My computer is a Samsung notebook.
In T38471 I complained that the old version was too wide at 1163px (for my dashboard on a random day). Now the new version is 1520px. I'm not sure if the Gerrit folks are serious or are trolling us. Perhaps it is a tactic to encourage UI code contributions?
My suspicion is that the Gerrit folks (in particular, Shawn Pierce) aren't so much trolling us as saying "stop relying on the UI of Gerrit!
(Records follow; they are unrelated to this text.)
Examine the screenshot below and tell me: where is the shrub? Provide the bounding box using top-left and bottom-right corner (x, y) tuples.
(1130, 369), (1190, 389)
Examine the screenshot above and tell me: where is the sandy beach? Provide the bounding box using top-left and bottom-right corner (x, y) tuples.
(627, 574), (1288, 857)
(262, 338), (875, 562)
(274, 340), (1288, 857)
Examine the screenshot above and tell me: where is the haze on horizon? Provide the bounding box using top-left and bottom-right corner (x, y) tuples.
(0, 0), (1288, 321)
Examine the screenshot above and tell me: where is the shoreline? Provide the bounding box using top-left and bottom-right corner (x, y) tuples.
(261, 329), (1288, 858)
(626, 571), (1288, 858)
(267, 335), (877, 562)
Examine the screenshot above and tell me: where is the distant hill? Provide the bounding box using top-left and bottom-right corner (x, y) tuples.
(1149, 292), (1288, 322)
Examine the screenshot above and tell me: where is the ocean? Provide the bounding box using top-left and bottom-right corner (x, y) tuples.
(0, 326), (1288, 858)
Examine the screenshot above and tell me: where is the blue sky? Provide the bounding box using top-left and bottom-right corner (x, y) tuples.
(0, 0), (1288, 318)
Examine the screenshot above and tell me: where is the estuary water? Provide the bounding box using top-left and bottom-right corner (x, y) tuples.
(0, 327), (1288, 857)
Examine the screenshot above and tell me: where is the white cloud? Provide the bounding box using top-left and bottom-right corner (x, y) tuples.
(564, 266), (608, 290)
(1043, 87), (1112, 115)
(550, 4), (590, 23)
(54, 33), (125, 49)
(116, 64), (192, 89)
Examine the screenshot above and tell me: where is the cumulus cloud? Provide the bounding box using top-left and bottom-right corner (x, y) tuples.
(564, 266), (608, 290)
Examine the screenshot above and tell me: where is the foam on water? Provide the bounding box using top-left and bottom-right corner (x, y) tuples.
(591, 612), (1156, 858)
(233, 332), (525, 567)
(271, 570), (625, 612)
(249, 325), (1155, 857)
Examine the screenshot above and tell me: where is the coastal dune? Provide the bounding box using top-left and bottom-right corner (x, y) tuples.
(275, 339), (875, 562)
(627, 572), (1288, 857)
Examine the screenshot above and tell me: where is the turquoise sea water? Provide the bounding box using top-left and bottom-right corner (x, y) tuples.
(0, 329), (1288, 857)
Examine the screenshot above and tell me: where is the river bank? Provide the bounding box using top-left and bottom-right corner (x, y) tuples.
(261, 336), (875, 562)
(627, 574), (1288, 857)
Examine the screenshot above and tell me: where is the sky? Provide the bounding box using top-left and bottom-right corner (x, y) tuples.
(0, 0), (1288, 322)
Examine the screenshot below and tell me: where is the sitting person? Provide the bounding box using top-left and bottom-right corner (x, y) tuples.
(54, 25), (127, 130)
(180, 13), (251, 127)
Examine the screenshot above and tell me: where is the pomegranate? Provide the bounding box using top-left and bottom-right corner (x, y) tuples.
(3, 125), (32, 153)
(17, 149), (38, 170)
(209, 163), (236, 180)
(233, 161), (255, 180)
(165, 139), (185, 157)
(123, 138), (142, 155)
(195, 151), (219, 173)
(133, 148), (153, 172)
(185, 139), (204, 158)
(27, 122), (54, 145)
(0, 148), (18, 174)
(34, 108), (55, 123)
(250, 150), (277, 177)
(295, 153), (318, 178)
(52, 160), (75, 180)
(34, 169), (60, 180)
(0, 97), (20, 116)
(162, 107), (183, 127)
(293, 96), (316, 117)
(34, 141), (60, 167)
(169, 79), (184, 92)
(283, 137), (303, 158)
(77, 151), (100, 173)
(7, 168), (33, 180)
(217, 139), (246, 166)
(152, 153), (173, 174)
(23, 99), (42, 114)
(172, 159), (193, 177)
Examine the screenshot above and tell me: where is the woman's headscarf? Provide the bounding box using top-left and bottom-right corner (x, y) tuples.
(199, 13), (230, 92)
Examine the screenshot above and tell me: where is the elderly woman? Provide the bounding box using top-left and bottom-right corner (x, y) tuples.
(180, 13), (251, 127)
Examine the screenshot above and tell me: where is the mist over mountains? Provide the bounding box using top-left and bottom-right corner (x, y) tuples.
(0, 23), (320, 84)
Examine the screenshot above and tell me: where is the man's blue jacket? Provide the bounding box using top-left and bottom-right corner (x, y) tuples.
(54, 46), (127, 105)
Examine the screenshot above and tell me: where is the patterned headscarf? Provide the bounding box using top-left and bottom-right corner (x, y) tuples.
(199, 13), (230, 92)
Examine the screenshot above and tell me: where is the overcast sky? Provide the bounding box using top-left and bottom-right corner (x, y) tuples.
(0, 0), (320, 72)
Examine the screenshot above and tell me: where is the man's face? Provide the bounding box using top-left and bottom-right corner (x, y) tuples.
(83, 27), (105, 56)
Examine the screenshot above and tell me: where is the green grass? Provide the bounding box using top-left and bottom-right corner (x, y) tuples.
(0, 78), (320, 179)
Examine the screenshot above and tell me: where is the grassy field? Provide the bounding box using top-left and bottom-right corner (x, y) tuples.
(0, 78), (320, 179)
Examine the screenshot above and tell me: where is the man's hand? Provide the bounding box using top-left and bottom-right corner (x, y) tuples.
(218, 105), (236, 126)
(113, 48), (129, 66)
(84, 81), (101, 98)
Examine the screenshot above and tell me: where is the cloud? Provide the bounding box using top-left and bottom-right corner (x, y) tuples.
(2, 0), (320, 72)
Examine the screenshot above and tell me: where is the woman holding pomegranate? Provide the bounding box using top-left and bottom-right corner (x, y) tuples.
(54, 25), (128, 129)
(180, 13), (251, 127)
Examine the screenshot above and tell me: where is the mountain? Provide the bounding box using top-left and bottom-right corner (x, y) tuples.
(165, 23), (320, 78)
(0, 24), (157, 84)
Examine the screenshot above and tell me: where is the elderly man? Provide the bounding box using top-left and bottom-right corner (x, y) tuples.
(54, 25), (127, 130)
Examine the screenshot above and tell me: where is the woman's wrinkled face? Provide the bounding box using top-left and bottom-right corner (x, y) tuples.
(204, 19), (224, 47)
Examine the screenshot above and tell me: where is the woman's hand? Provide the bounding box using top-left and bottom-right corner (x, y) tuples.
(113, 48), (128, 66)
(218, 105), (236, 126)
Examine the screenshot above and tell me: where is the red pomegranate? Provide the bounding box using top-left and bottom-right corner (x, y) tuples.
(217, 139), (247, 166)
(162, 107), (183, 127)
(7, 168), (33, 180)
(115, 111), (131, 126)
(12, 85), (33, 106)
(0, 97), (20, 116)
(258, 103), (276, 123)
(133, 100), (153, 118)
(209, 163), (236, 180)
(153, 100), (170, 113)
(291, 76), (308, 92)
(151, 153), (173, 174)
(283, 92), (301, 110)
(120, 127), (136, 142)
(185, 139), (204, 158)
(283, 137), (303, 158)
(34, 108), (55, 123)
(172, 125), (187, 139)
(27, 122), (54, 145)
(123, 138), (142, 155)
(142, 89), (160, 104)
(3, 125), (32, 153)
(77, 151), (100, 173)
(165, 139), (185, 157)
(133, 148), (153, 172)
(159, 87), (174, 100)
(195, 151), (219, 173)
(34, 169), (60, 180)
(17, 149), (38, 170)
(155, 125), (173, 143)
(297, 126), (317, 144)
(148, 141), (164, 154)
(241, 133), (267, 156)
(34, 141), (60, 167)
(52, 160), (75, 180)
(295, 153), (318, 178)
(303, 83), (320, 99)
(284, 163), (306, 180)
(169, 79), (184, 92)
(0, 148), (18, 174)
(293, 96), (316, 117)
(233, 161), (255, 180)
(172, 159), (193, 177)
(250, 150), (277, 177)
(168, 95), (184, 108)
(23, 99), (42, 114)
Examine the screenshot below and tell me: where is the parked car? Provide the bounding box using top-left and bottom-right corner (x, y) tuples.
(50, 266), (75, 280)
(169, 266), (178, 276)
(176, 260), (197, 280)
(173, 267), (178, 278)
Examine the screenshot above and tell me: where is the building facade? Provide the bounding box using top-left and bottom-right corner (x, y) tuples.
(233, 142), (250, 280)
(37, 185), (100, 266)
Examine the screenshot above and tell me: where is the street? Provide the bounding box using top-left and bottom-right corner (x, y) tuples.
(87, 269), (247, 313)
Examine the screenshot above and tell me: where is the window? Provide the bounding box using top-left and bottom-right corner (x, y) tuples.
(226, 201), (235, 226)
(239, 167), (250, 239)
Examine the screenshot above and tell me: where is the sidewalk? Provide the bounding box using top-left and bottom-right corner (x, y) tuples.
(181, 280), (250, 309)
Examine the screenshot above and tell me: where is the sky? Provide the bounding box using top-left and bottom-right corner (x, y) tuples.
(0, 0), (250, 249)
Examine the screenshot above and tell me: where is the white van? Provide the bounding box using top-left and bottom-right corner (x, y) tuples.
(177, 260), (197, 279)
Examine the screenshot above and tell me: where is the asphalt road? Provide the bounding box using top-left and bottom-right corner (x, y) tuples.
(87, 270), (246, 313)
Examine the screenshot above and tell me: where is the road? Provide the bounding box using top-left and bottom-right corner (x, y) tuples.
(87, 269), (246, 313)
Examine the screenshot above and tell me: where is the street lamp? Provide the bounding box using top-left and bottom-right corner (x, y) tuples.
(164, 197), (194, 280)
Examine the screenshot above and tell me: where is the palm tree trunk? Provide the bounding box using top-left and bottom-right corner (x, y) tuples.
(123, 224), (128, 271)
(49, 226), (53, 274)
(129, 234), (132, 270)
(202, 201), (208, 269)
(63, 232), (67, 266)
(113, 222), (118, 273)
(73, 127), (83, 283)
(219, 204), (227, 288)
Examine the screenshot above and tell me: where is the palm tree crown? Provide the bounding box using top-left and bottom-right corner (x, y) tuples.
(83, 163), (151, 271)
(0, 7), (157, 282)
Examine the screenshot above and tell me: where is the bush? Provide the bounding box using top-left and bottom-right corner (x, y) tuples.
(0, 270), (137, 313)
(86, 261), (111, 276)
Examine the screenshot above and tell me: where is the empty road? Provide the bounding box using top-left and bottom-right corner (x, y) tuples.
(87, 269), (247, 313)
That's not the point!" The last time I was paying close attention to this, Gerrit upstream seems to be particularly focused on building code review features suitable for: 1. Incorporation into git upstream 2. Integrated into development UIs like Eclipse
The strategy seems to be "Gerrit is a reference implementation of a code review UI for Git". I haven't paid close enough attention to either Gerrit upstream or Git upstream to know if the Gerrit core contributors have made progress in getting code review functionality added to Git core (or if they've given up, or if I completely misunderstood their strategy). I'm guessing that Eclipse has pretty good Gerrit support, but I rarely play with Eclipse, so that's just a guess based on the Eclipse Foundation's involvement with Gerrit.
As bd808 noted, Gerrit upstream seems to be working on yet another UI, which would make sense if their goal is to create a variety of compatible implementations of advanced Git functionality.